A breast cancer ‘wonder drug’ could be turned into a universal weapon against tumours, British scientists said last night.
They have discovered a way of making a family of breast cancer pills effective against other cancers.
The finding could lead to new drugs that shrink many – or even all – types of tumour, the Newcastle University scientists said.
In addition, side-effects such as nausea and tiredness should be minimal.
The excitement centres on a family of cancer drugs known as PARP inhibitors, which affect the way tumour cells repair themselves.
These target hereditary forms of breast cancer, as well as ovarian prostate cancers and pancreatic tumours with the same rogue gene.

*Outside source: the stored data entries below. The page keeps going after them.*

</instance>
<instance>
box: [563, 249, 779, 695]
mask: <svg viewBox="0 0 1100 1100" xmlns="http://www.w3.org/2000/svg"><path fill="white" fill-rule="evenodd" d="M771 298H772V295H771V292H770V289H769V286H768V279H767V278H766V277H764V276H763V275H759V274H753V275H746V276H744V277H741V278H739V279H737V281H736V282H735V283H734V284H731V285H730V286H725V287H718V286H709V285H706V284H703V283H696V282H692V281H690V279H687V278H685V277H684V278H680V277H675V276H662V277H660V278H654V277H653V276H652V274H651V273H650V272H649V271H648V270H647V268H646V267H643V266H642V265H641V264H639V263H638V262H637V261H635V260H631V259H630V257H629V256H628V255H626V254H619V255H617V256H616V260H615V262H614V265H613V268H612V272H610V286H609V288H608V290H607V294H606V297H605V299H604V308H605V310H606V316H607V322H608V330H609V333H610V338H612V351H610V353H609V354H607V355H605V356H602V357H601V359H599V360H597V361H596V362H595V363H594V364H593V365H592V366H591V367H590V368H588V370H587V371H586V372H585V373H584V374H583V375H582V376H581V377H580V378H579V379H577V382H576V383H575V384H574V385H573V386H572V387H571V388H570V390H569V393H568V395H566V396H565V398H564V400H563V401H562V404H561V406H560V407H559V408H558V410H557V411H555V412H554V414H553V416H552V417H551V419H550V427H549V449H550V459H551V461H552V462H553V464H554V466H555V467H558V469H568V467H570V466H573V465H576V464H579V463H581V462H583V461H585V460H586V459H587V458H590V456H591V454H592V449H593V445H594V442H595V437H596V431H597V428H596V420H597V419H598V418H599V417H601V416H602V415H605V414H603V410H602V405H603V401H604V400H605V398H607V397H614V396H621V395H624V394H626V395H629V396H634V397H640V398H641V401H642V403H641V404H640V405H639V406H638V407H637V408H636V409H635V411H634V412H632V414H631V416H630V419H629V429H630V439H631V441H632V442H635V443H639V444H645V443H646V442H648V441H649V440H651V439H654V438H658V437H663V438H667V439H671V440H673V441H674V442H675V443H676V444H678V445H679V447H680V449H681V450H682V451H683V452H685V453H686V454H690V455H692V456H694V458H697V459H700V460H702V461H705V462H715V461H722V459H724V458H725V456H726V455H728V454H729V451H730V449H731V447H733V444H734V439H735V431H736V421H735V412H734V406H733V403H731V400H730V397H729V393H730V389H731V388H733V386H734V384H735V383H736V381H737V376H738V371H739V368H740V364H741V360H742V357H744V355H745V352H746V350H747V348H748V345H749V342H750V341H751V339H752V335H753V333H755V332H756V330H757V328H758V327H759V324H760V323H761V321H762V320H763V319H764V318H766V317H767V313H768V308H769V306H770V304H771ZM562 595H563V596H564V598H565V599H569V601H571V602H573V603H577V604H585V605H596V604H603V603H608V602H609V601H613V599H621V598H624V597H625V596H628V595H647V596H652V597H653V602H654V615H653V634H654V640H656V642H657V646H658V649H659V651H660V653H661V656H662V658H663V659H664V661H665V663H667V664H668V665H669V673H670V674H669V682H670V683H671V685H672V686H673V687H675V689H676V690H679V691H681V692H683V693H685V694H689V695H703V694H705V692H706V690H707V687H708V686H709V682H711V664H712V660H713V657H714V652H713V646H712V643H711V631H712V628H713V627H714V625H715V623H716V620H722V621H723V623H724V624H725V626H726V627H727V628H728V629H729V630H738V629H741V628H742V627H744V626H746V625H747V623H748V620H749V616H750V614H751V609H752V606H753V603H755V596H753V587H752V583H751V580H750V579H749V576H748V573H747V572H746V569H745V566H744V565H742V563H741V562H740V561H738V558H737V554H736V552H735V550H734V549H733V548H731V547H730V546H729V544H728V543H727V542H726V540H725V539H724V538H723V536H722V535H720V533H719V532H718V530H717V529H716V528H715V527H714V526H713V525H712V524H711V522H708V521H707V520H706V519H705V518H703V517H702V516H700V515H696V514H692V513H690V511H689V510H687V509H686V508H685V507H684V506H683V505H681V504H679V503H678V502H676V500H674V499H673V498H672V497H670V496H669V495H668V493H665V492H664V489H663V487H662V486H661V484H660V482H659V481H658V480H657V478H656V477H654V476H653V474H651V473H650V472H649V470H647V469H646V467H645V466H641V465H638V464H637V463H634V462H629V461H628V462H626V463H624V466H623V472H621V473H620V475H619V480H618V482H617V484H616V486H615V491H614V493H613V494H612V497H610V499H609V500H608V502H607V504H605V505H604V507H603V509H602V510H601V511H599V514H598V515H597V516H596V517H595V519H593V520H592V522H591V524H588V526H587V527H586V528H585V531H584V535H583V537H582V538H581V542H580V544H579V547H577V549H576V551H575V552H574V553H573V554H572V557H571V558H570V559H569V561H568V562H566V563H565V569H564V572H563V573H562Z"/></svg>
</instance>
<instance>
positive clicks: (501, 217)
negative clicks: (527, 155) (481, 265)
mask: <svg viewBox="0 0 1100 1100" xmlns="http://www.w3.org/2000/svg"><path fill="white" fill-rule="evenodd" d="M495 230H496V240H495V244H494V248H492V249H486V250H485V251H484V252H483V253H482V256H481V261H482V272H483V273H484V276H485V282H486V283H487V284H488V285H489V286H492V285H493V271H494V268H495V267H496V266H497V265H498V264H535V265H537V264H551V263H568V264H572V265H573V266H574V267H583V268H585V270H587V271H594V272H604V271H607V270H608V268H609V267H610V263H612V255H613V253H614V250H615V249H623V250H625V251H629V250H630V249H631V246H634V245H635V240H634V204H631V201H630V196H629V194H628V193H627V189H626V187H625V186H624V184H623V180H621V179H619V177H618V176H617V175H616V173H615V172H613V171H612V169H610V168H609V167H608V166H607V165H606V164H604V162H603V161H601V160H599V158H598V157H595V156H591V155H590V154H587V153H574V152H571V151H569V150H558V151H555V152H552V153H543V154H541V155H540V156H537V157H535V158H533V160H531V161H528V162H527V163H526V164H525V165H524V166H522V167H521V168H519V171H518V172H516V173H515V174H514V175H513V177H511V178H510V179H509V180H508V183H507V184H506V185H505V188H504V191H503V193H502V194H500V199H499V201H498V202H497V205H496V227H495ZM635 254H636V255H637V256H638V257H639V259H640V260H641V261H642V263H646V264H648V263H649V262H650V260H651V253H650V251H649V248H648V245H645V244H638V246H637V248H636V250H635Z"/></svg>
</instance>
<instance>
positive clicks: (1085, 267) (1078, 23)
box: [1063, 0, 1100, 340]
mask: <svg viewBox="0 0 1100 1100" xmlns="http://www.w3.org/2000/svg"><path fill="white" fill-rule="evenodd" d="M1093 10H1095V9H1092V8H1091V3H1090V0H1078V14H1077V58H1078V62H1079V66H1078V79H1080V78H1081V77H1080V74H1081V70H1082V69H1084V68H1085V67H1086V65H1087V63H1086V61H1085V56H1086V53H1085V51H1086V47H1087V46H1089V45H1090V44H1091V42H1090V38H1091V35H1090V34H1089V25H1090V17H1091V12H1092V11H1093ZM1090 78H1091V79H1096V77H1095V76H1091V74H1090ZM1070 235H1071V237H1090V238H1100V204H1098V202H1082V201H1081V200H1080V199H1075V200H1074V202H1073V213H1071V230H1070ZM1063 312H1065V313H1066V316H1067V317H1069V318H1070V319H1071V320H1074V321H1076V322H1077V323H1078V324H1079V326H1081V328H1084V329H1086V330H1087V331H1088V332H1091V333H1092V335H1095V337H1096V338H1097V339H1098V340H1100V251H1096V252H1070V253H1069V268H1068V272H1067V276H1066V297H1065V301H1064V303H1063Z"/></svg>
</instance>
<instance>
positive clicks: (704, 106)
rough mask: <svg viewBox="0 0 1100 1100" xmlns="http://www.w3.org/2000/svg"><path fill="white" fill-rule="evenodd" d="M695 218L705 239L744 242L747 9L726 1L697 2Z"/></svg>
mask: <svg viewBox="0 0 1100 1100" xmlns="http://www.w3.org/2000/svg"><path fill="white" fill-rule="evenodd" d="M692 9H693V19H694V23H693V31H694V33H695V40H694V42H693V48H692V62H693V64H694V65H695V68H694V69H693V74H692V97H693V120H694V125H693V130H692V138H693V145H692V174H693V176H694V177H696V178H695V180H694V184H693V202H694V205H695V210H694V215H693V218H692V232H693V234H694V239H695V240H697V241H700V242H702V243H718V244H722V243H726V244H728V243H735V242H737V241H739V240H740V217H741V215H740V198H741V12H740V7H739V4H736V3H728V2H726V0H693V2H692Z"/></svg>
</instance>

The drugs are of particular interest to doctors because they zero in on the tumour, and kill it without harming healthy cells.
This means patients suffer fewer side effects than they would with chemotherapy or radiotherapy, in which healthy cells are affected.
The drugs exploit the ‘Achilles’’ heel’ of hereditary forms of breast cancer. This is caused by a flaw in a gene called BRCA1, which limits the cells’ ability to repair damage to their DNA.
Healthy cells have two ways of patching up damage – which allows them to breed, grow and spread – but cells in BRCA tumours have only one.
PARP inhibitors block this remaining pathway, stopping the tumour cells from multiplying, eventually leading them to die. Some breast, ovarian and prostate tumours have flawed BRCA genes – but account for a small proportion of all cancers.